Shi draws on her own experience growing up in Toronto, and that autobiographical texture gives the film a cultural specificity that sets it apart from the more generic settings of many animated features. The production sits firmly within Pixar's house style, polished but with a noticeably more kinetic, manga-influenced energy to its character animation, particularly during the red panda sequences. For those who enjoy comparing approaches across the genre, it makes for an interesting contrast with something like Josep, another animation he has reviewed, which takes a radically stripped-back visual approach, or the more classical, theatrical register of The Hunchback of Notre Dame. The voice cast is led by Rosalie Chiang, a relative newcomer at the time, as Mei, with Sandra Oh providing the formidable maternal presence of Ming Lee. The supporting friend group, rounding out Mei's social world, is voiced by Ava Morse, Hyein Park, and Maitreyi Ramakrishnan, the latter already familiar to many from the Netflix series Never Have I Ever. The ensemble gives the film its warmth and a good deal of its comic energy, even if the characters themselves are not always given the room to breathe that you might hope for.
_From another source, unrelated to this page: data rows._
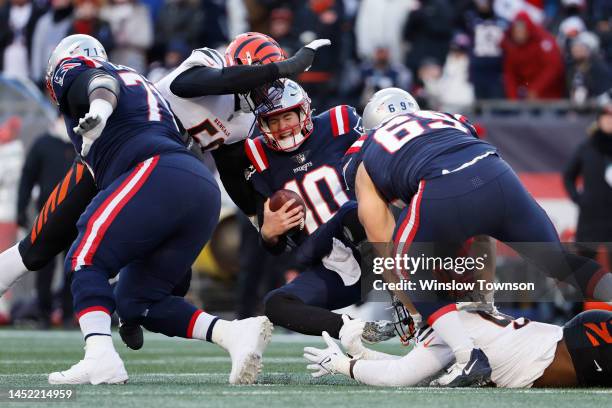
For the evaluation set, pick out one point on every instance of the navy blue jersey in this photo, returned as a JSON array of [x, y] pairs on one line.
[[314, 169], [141, 126], [415, 146]]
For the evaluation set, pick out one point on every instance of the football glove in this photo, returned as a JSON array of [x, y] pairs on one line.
[[330, 360], [91, 125]]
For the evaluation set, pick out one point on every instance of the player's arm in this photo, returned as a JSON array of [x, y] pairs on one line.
[[100, 90], [379, 223], [277, 223], [233, 166], [203, 80]]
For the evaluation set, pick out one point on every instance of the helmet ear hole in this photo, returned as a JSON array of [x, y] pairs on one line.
[[285, 96]]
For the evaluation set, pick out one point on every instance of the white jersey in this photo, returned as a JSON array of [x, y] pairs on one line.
[[519, 350], [211, 120]]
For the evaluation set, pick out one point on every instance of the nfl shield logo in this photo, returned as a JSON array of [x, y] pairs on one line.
[[300, 158]]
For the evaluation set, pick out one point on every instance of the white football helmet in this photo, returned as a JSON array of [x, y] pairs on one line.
[[77, 45], [385, 104], [283, 97]]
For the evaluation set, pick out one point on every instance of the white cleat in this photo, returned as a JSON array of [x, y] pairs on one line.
[[107, 368], [246, 340]]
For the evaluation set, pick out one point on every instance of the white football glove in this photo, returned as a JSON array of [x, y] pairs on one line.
[[91, 125], [330, 360], [316, 44], [350, 336]]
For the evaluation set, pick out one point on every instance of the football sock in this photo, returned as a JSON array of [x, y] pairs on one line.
[[95, 326], [205, 327], [448, 326]]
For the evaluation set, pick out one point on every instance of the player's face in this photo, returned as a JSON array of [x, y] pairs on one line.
[[284, 125]]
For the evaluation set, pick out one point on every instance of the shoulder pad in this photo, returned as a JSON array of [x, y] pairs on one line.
[[204, 57]]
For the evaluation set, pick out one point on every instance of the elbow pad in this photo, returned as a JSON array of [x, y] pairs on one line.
[[105, 81]]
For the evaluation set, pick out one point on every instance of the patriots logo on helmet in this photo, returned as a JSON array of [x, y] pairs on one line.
[[62, 70], [300, 158]]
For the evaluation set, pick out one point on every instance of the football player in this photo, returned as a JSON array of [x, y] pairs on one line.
[[433, 162], [302, 153], [522, 353], [133, 306], [208, 92]]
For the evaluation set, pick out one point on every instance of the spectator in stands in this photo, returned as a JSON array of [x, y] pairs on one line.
[[49, 31], [380, 73], [382, 22], [593, 162], [428, 31], [450, 90], [181, 21], [176, 52], [320, 19], [426, 90], [533, 65], [601, 16], [132, 30], [87, 21], [588, 75], [486, 32], [46, 163], [214, 30], [17, 21]]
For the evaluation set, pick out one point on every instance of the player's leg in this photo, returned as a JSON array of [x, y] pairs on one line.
[[588, 338], [54, 229], [131, 332], [429, 223], [114, 229], [146, 287], [304, 304], [529, 230]]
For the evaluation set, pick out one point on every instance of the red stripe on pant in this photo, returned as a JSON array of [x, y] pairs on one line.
[[115, 211], [92, 309]]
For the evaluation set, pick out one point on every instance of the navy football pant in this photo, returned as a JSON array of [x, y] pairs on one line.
[[303, 305], [151, 224], [488, 198]]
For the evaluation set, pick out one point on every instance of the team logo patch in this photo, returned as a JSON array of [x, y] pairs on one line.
[[300, 158], [62, 70]]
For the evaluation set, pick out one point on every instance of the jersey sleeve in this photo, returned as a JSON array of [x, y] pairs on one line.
[[256, 154], [67, 72]]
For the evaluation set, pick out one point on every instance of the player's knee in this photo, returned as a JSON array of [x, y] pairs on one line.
[[277, 305], [31, 258], [128, 309]]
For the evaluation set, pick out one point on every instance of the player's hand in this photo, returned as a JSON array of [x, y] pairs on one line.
[[316, 44], [90, 127], [330, 360], [350, 336], [277, 223], [302, 60]]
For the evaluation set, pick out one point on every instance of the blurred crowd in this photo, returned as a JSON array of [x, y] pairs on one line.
[[450, 53]]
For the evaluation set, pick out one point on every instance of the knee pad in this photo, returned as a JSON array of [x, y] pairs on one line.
[[275, 304], [129, 310]]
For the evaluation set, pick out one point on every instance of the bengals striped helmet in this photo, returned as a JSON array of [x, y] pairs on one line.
[[253, 48]]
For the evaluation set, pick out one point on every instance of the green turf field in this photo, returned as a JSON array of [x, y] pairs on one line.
[[176, 373]]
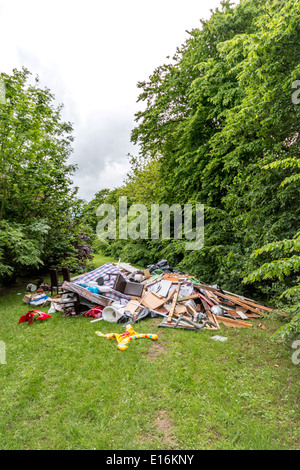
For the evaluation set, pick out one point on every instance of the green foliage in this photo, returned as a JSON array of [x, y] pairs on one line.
[[219, 127], [38, 203]]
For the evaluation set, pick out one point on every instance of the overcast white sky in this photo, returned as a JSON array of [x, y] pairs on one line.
[[91, 54]]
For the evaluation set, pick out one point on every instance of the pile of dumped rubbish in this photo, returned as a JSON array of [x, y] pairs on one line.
[[121, 293]]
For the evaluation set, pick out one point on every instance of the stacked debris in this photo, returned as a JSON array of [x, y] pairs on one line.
[[180, 299], [121, 293]]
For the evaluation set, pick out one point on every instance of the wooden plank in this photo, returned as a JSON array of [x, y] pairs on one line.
[[172, 309], [233, 323]]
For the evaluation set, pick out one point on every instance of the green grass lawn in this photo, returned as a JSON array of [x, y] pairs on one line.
[[64, 388]]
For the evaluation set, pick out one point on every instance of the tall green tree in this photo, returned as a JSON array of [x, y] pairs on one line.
[[38, 203]]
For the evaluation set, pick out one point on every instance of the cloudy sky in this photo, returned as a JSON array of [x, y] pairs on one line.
[[91, 54]]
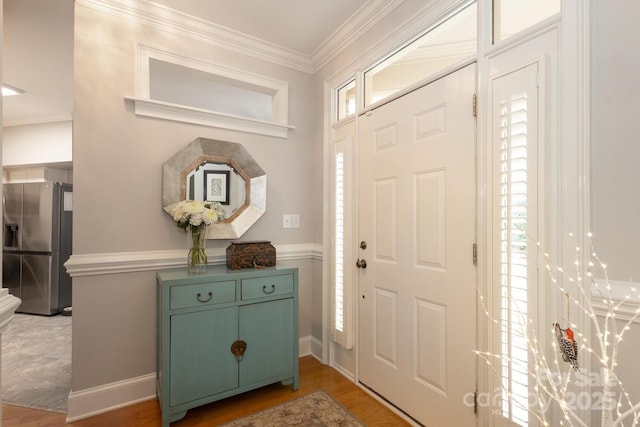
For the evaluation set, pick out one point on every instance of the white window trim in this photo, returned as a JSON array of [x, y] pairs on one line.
[[145, 106]]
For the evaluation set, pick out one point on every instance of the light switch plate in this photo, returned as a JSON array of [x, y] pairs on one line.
[[291, 221]]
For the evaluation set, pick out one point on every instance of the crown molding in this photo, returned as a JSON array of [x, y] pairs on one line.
[[166, 19], [355, 27], [179, 23]]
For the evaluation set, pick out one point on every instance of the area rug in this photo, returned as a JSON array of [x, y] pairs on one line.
[[36, 362], [316, 409]]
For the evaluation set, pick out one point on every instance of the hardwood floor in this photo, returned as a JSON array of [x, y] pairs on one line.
[[313, 376]]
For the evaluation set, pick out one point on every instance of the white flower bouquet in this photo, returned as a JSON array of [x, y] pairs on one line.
[[195, 216], [192, 214]]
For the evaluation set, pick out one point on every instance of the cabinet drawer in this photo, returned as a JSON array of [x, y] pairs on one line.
[[261, 287], [202, 294]]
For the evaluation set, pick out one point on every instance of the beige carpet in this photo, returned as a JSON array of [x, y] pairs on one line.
[[316, 409], [36, 362]]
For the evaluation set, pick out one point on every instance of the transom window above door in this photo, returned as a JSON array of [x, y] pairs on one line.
[[444, 45]]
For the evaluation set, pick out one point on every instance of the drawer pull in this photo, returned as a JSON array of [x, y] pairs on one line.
[[264, 289], [199, 297], [238, 348]]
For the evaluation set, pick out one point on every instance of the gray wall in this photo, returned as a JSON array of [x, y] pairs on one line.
[[615, 148], [615, 152], [118, 161]]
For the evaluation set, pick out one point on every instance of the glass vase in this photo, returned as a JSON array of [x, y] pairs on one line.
[[197, 257]]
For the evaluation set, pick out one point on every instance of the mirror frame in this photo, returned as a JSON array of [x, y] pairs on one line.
[[201, 150]]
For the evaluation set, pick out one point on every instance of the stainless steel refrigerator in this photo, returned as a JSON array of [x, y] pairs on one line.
[[37, 220]]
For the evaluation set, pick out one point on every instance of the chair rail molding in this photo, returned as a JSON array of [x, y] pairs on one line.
[[80, 265]]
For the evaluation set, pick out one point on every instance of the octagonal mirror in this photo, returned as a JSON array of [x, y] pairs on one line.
[[218, 171]]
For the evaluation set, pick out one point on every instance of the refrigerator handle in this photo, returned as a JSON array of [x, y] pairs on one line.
[[11, 235]]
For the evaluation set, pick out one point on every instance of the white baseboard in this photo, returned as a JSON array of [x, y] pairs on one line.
[[310, 346], [97, 400]]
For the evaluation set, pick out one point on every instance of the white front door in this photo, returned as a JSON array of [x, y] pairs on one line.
[[417, 299]]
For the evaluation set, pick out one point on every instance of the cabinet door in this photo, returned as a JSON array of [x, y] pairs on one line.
[[268, 330], [201, 359]]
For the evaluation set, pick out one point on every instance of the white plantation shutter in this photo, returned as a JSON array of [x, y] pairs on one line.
[[343, 281], [513, 244], [515, 97]]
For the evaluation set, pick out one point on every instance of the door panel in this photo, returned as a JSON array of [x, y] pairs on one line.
[[417, 313], [201, 360], [267, 329]]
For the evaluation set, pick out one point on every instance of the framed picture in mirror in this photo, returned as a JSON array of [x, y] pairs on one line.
[[216, 186]]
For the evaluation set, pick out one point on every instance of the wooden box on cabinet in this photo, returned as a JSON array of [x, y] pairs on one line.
[[223, 333]]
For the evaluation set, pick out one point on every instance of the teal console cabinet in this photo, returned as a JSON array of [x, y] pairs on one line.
[[223, 333]]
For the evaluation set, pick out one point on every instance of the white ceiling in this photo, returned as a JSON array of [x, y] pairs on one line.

Pixar releases tend to invite comparison with the studio's own high watermarks, and Turning Red was no exception, arriving into a crowded conversation about what animated family films can and should achieve. Whether it clears that bar is, of course, the question.
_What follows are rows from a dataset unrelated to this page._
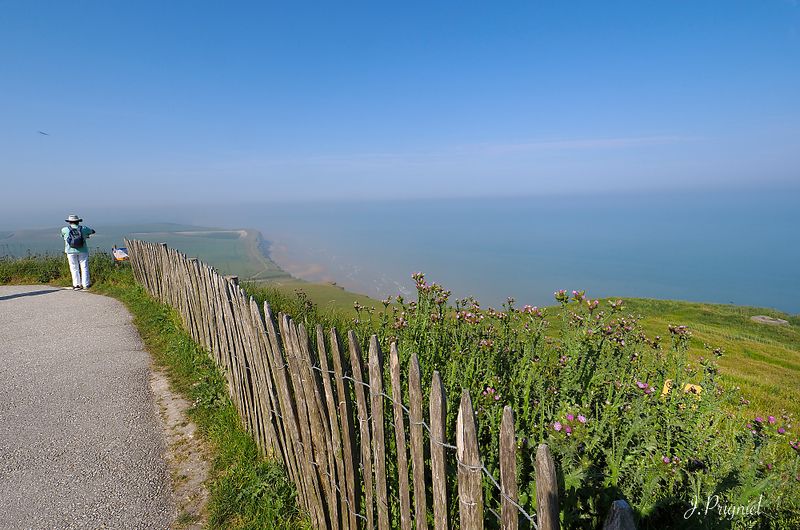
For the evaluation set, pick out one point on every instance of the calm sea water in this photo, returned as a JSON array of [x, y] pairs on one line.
[[740, 248]]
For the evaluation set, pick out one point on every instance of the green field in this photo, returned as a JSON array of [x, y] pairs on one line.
[[763, 360]]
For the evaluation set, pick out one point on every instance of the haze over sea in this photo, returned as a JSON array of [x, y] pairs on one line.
[[726, 247]]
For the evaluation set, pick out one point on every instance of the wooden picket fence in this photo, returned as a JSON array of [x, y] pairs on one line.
[[324, 417]]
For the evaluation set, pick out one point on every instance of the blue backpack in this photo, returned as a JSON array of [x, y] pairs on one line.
[[75, 237]]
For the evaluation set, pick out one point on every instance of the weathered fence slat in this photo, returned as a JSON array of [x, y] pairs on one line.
[[417, 444], [378, 435], [363, 423], [438, 414], [349, 450], [508, 471], [400, 438], [470, 493], [300, 403], [336, 469], [546, 490]]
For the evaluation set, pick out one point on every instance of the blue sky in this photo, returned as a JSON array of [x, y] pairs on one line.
[[196, 102]]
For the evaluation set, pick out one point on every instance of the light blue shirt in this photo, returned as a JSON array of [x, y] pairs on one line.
[[85, 230]]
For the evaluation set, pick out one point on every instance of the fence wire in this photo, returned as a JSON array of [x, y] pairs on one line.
[[158, 288]]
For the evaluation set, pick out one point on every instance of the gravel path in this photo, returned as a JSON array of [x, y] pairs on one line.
[[81, 442]]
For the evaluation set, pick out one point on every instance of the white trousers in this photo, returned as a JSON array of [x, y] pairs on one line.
[[79, 267]]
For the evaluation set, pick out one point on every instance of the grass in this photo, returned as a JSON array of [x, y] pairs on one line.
[[763, 360], [238, 252], [246, 490]]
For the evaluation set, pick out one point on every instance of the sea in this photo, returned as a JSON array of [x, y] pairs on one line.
[[732, 247], [724, 247]]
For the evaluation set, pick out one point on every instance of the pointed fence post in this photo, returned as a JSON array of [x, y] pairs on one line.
[[546, 490], [470, 490], [508, 471]]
Turning Red (2022) is a perfectly fine Pixar film. Pleasant, colourful, and well-intentioned, but ultimately forgettable. Set in early-2000s Toronto, it follows Mei, a bright, overachieving 13-year-old who suddenly transforms into a giant red panda whenever she gets emotional. A metaphor for puberty, cultural expectation, and the chaos of adolescence. The animation is vibrant, the setting refreshingly specific, and the voice cast (especially Rosalie Chiang as Mei) full of energetic charm. There are laughs, heart-to-hearts, and a few genuinely sweet moments about mother-daughter bonds. But for all its surface appeal, Turning Red never quite rises above “okay.” The story follows a familiar coming-of-age arc without adding much new: rebellion, embarrassment, self-acceptance, reconciliation. The emotional beats land softly, but rarely deeply. And while the film celebrates Chinese-Canadian culture with warmth and detail (from dumpling-making to boy band mania) it sometimes leans on broad comedy that undercuts its authenticity. The supporting friends are fun but thinly sketched, and the central conflict resolves with surprising ease. It’s also tonally uneven, swinging between zany slapstick and sincere family drama without always bridging the two. Compared to Pixar’s best (Inside Out, Coco), it feels lightweight, more like a TV special stretched to feature length than a cinematic revelation. Turning Red isn’t bad, it’s just not special. It’s cute, harmless, and occasionally funny, but lacks the emotional depth, narrative originality, or visual daring we’ve come to expect from Pixar. Watch it with your kids or for nostalgia, but don’t expect it to linger in your heart.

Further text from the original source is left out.